Best practice to address ballistics failure analyses with CAE (Computer Aided Engineering) to solve the performance challenges in armor projects.

When designing a ballistics solution for body armor or other applications, there are many approaches to achieve a certain level of protection. One method may be to copy an existing solution as closely as possible, then physically test to see if the desired results are achieved. Another is to develop prototypes by calculating strength and again physically test. Both methods are prone to errors and multiple tests are expensive.

A third option is to design the ballistics solution using a modern Computer Aided Design (CAD) program. There are several programs available with varying features and price points. These also include basic simulation with more advanced simulation available as an add-in. If necessary, the CAD model can be imported onto a stand-alone simulation application.

It is important that the correct material properties be applied to the CAD model.

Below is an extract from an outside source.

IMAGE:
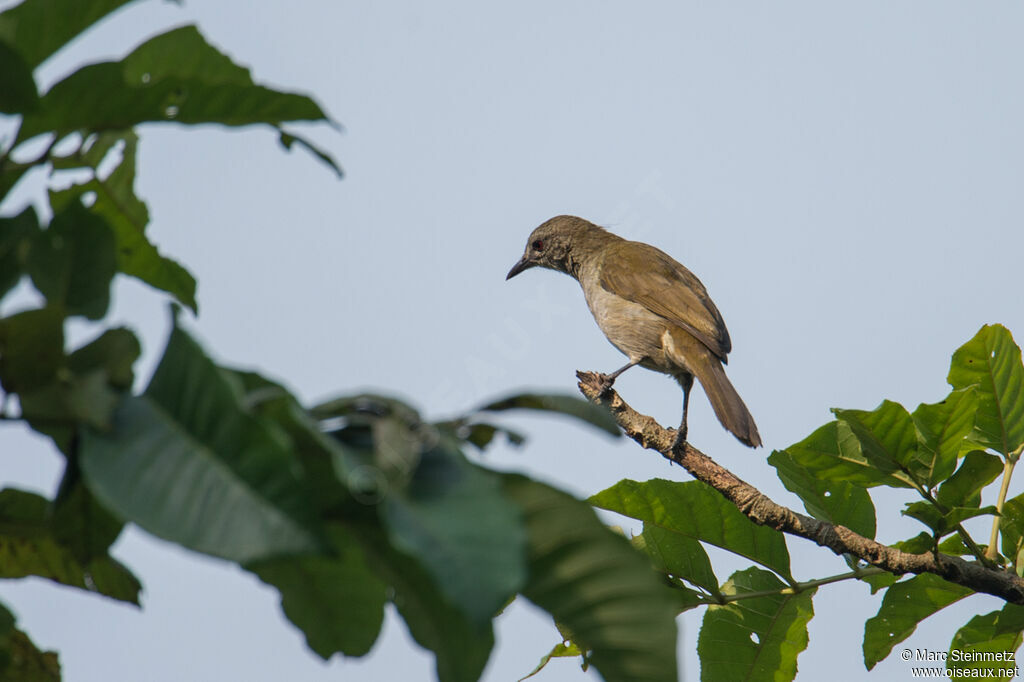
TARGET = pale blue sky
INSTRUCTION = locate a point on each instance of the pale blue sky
(844, 177)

Material density, Poisson’s ratio and modulus of elasticity (Young’s modulus) should be included in the material properties. If these properties are incorrectly entered, the product may not perform as expected even though the simulation may indicate otherwise.

It is best practice to run basic simulation early in the design process. This will provide insight in product weight, indicate if the specified material is suitable, and identify areas that do not meet a specified factor of safety.  If the simulation fails or the product is too heavy, other materials and thickness may be tested. It is possible to test several design iterations without expensive prototypes and physical testing.

Once the design passes the basic simulation test it may be desirable to use advanced simulation. This can identify areas where less material may be used or other areas that may reduce production costs, as well as identifying possible performance issues not seen with basic simulation. This information can be used to produce a high performing product at the lowest possible cost, benefiting the manufacturer and the consumer.

The use of Computer Aided Engineering and simulation is widely used in virtually every industry, with advances in capability almost daily. These products and techniques will produce products that will save lives in police, military and civilian applications.